Pentagon bloated budget be damned, one would feel safer almost anywhere on earth than in America under George W.
February 13, 2006 7:26 PM | Reply | Permalink
Let me clear this up then. We reneged on our treaty commitments to the residents of Taiwan when Nixon reached out to recognize mainland China as the real China. Part of that recognition was to vote to give the China vote in the UN to China, taking it from the Taiwan government. In doing that we explicitly agreed that Taiwan was just a province of China. And, just as no country can defend we Californians from the USA, no country can defend the Taiwanese from China.
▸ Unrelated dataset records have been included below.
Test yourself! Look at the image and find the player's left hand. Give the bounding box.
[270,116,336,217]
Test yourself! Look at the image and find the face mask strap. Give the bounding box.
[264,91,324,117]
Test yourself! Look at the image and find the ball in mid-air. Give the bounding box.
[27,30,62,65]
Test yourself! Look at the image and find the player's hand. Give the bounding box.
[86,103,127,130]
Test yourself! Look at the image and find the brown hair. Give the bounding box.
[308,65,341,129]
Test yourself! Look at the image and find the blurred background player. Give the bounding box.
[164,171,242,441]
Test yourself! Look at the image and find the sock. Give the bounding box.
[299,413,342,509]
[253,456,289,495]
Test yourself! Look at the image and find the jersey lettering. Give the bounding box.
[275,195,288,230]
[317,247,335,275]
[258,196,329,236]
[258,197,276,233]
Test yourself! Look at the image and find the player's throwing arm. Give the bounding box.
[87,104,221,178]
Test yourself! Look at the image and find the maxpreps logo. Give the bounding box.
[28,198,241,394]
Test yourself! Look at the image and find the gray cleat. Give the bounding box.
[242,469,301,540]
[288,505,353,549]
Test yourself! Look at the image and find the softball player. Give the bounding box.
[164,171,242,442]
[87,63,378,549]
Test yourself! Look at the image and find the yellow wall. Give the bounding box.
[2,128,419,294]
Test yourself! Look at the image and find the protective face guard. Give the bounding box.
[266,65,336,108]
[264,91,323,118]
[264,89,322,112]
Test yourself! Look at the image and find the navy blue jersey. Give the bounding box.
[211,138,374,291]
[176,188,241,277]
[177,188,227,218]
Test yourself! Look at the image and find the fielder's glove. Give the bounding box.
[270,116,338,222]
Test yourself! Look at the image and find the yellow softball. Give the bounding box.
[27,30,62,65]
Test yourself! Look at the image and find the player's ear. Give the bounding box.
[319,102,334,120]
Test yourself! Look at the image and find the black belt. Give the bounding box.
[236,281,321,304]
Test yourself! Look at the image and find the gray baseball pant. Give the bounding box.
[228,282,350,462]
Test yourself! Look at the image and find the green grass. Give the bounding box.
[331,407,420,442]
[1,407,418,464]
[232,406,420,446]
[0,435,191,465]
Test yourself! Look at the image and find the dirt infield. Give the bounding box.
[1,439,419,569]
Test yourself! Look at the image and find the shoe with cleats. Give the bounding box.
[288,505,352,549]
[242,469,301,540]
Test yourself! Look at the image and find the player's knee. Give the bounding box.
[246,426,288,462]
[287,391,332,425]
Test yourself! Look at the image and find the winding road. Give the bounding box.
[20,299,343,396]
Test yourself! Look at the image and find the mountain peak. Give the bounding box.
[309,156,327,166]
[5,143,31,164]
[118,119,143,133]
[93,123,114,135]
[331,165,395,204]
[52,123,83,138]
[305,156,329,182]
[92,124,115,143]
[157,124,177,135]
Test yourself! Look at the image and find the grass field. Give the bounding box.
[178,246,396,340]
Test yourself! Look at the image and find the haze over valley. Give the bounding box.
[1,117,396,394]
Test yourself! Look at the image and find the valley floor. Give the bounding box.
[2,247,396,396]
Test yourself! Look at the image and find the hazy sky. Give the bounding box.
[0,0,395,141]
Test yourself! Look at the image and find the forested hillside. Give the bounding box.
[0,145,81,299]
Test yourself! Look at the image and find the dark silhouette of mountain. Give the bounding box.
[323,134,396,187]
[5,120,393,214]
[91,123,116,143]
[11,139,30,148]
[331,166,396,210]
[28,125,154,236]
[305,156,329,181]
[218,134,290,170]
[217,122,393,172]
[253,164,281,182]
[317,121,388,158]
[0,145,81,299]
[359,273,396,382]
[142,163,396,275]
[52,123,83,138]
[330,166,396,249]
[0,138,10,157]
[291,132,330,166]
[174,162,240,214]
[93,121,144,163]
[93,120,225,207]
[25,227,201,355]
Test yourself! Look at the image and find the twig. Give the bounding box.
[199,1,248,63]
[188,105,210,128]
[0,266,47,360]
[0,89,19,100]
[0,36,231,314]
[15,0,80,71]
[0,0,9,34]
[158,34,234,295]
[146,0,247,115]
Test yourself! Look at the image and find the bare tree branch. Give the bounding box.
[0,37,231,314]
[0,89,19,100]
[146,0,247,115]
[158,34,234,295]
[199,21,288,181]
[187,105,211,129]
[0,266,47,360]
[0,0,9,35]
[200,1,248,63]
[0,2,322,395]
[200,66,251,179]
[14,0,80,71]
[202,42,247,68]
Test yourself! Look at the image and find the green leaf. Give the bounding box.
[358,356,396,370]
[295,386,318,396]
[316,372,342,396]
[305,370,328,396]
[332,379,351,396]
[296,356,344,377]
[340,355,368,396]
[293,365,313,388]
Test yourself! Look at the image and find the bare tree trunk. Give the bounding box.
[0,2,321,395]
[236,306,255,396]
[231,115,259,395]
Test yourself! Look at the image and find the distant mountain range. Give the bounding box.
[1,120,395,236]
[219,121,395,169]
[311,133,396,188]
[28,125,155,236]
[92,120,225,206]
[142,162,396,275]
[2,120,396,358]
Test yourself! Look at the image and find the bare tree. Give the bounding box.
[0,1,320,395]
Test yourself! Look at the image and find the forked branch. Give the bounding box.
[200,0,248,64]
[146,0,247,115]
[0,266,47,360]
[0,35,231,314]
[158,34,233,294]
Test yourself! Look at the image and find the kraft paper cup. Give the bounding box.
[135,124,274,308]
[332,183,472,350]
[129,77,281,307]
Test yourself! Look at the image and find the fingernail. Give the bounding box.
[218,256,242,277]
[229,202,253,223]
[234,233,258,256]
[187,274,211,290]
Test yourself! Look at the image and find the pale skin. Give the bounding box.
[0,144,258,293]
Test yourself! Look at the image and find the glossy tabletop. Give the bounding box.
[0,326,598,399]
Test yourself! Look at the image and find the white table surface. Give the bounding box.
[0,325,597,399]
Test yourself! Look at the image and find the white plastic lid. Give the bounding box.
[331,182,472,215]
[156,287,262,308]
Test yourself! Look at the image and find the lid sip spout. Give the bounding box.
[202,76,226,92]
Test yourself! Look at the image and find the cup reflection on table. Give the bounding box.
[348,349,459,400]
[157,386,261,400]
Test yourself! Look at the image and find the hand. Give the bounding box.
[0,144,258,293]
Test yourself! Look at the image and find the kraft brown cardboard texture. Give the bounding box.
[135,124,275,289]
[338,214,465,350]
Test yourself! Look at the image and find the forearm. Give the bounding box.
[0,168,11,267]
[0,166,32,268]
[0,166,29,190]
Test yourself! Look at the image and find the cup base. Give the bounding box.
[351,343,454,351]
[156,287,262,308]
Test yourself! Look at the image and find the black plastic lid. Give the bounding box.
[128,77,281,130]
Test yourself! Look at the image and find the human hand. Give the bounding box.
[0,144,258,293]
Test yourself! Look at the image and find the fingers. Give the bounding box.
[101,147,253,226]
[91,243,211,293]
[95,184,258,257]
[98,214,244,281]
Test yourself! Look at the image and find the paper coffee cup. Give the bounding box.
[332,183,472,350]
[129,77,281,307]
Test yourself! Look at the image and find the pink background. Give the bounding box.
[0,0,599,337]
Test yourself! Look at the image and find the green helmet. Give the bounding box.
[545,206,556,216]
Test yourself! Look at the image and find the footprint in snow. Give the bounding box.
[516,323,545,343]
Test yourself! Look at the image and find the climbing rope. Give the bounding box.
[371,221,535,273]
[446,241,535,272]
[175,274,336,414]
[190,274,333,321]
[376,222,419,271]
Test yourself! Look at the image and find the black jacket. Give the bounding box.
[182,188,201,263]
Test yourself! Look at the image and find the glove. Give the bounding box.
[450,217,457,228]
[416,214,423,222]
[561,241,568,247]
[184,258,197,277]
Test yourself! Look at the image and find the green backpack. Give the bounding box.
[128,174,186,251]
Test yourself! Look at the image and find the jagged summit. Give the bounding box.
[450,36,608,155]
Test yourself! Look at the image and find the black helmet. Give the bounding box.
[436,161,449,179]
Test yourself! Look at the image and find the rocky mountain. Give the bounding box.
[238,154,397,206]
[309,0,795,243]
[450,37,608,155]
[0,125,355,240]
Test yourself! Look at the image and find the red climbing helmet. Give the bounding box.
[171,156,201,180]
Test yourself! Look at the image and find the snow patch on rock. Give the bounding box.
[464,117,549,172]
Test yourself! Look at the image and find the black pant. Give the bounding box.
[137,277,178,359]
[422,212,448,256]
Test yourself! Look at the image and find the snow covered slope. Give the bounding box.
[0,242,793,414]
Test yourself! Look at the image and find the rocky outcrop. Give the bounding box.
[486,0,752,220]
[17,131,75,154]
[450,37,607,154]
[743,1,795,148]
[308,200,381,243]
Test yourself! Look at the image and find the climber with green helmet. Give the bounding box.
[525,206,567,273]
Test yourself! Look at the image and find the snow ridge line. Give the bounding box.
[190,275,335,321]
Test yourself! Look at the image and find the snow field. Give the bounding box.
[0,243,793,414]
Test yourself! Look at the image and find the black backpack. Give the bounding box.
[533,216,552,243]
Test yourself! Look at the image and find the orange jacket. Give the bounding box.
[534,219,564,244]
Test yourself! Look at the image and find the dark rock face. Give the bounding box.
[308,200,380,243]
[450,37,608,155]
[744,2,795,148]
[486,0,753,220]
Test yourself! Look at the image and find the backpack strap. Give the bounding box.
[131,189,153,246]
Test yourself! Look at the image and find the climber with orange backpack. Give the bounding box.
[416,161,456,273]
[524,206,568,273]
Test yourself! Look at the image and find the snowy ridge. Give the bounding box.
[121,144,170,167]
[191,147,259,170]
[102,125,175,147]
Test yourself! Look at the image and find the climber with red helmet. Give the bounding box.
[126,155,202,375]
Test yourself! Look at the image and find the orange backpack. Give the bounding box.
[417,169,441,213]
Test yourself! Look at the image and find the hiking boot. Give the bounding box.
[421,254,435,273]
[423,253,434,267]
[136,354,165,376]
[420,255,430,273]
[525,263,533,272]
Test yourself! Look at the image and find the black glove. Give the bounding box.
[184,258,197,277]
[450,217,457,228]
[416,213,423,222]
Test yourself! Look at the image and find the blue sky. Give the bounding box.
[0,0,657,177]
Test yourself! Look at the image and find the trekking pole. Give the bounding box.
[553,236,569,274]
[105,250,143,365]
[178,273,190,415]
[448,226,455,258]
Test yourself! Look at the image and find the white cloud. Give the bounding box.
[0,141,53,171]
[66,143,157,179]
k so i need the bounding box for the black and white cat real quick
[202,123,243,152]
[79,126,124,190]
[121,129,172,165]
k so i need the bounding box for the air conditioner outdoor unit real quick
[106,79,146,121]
In fact the whole issue of our "defending" the Taiwanese is pure politics, aimed at appeasing the right wing Republicans. Surely, no one is naive enough to think that our country is even capable of stopping China if they send in Chinese troops to Taiwan to put down a revolt. The only thing we could do is bomb China, probably the dumbest thing we could do, and it would have little effect on China's ability to control Taiwan.
The way we will handle the Taiwan issue is the way we handled the Hong Kong issue. Unfortunately, I am not at all confident that this administration understands the limitations on what we can do in Taiwan, so it is at least slightly possible that we really will some day threaten to bomb China over Taiwan.